Para esta publicação, preparamos uma breve averiguação acerca dos mecanismos regionais e territoriais que envolvem a propagação e difusão da tradição cultural do povo goiano. Sem querer abusar da cientificidade, que neste texto é presente, refletimos como a cultura do povo goiano está intimamente ligada ao seu território especifico, bem como sua formação histórica.
Deste modo, os elementos definidores da formação histórica do território goiano, apresenta especificidades e nuances características da identidade e construção da cultura, ligada intrinsicamente com a ocupação dos espaços por diferentes sujeitos e saberes; que logo pressupõe costumes e hábitos, conhecimento e tradição, religião e mito.
Dênis Castilho (2008), assinala que não se pode compreender a “emancipação” da cultura e seus elementos definidores, se não houver uma leitura atenta aos métodos e formas de como se configura a ocupação de espaços, que logo se transforma em territórios.
Em livro intitulado Um Sertão Chamado Brasil (2014), Nísia Trindade Lima elabora com propriedade e vasta documentação, análise sobre as versões que se fizeram presentes – especialmente a partir de meados do século XIX – sobre “sertão”, como espaço do atraso, do arcaico; do indivíduo ignorante e rústico. Entretanto, o objetivo da autora não é reproduzir tais versões. Ao contrário, expõe com brilhantismo sua intenção de realizar uma leitura sobre o que fora produzido sobre a ideia de Sertão na ótica de cientistas, artistas, poetas e sanitaristas, principalmente no que toca ao período da Primeira República (1889).

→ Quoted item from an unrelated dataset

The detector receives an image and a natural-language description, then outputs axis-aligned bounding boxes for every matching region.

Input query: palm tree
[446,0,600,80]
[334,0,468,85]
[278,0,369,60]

Um dos aspectos definidores de Sertão, discussão a pouco elencada, é a noção de fronteira. Muito além das perspectivas que comumente se tem sobre fronteira: algo que delimita certo espaço como marco divisor que revela onde começa e termina, fronteira sobre o olhar de Oliveira (2014) se apresenta de modo transitório e impossível de delimitar. De acordo com a autora, fronteira deve ser pensada não apenas na questão geográfica ou espacial, mas em conjunto com os valores simbólicos, culturais e tradicionais de cada sujeito ao longo do processo histórico.

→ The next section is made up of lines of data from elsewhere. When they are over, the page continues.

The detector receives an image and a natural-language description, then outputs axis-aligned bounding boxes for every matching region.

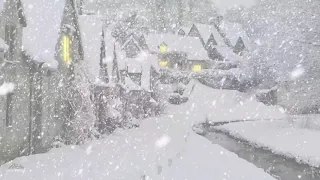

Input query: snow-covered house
[146,33,210,72]
[0,0,87,163]
[0,0,33,163]
[114,39,161,118]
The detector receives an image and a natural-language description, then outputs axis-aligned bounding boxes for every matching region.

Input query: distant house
[145,33,210,72]
[114,41,160,118]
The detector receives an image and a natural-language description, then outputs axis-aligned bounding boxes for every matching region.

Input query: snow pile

Assim sendo, a noção de fronteira ultrapassa o determinismo geográfico. Ela se constitui, ainda segundo Oliveira (2014), de uma transposição e fluxos de indivíduos num espaço indeterminado. Os sujeitos se interagem, se comunicam, dialogam. Ao acontecer este processo, ocorre a troca e assimilação de valores culturais, de experiência e saberes diversos.
Em discussão categórica, Valtuir Moreira da Silva (2008) identifica fatores essenciais para a compreensão concreta de espaço e território. Além de corroborar com as discussões de Sertão e fronteira, que foram levantadas, o autor esclarece que o espaço é um elemento, tanto concreto quanto abstrato, pois define aspectos geográficos, biológicos, geológicos, ambientais, mas também apresenta sentido e formas culturais, tradicionais, religiosas e etc.
Ainda segundo Silva (2008), o território é a caracterização e a representação da ocupação deste espaço dotado de concretude e abstração, por sujeitos e indivíduos de localidades e experiências culturais múltiplas.
Desse modo, o espaço é definidor das relações entre os sujeitos que dele se fazem presentes. O território é a “emancipação” deste processo, desta ocupação e de valores culturais que são estabelecidos por estes sujeitos.
Chaveiro (2013) discute a perspectiva deste processo de ocupação dos espaços, especialmente em Goiás e no início do período da mineração, sobre o aspecto das transformações que se fizeram sentir no cerrado goiano. Sua análise, tanto no sentido dos impactos ambientais e geográficos, quanto na própria ideia de cerrado compreendido como lugar das “arvores tortas”, do presente “inóspito”, e da “ignorância” reinante, são pertinentes na proposição da análise de espaços ocupados.
Em uma averiguação profícua dos festejos de padroeiros em Muquém, Abadiânia e Trindade, Maria Idelma Vieira D’Abadia (2004), destaca a importância de se pensar o espaço como espectro da potencialidade da experiência humana. Utilizando conceitos como “espacialidade”, “identidade religiosa” e “territorialidade” a autora procura explorar o espaço como representação da cultura, da tradição, da memória, do imaginário, do simbólico, da fé e da crença. O território seria o “ponto de referência”, o marco desta “espacialidade”, o mediador e o aspecto definidor de culturas experienciadas ao longo do tempo pela humanidade.
Sobre a leitura que a autora expõe dos festejos religiosos de Muquém, Abadiânia e Trindade, fica claro a ideia de que, determinados espaços e territórios se caracterizam como aspecto que define as “identidades”, quer sejam elas religiosas ou culturais.
São os “espaços sagrados”, carregados de simbolismos, memória, fé, cultura, tradição que se correlacionam com os “territórios” ou “espaços territoriais”, que delineiam elementos da identidade nacional.